I am fairly new to java and I have a class Products
that is Serializable
. I do not know what I did, but my programs stopped working and gave me this error :
Exception in thread "main" java.io.InvalidClassException: cockeb.Product;
local class incompatible: stream classdesc serialVersionUID = 1288455942608122525,
local class serialVersionUID = -558553967080513790
at java.io.ObjectStreamClass.initNonProxy(ObjectStreamClass.java:616)
at java.io.ObjectInputStream.readNonProxyDesc(ObjectInputStream.java:1829)
at java.io.ObjectInputStream.readClassDesc(ObjectInputStream.java:1713)
at java.io.ObjectInputStream.readOrdinaryObject(ObjectInputStream.java:1986)

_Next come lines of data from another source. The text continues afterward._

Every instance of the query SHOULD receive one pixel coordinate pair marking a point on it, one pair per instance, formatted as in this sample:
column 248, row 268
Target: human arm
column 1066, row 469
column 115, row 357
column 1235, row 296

at java.io.ObjectInputStream.readObject0(ObjectInputStream.java:1535)
at java.io.ObjectInputStream.readObject(ObjectInputStream.java:422)
at java.util.ArrayList.readObject(ArrayList.java:791)
at sun.reflect.NativeMethodAccessorImpl.invoke0(Native Method)
at sun.reflect.NativeMethodAccessorImpl.invoke(NativeMethodAccessorImpl.java:62)
at sun.reflect.DelegatingMethodAccessorImpl.invoke(DelegatingMethodAccessorImpl.java:43)
at java.lang.reflect.Method.invoke(Method.java:498)
at java.io.ObjectStreamClass.invokeReadObject(ObjectStreamClass.java:1058)
at java.io.ObjectInputStream.readSerialData(ObjectInputStream.java:2122)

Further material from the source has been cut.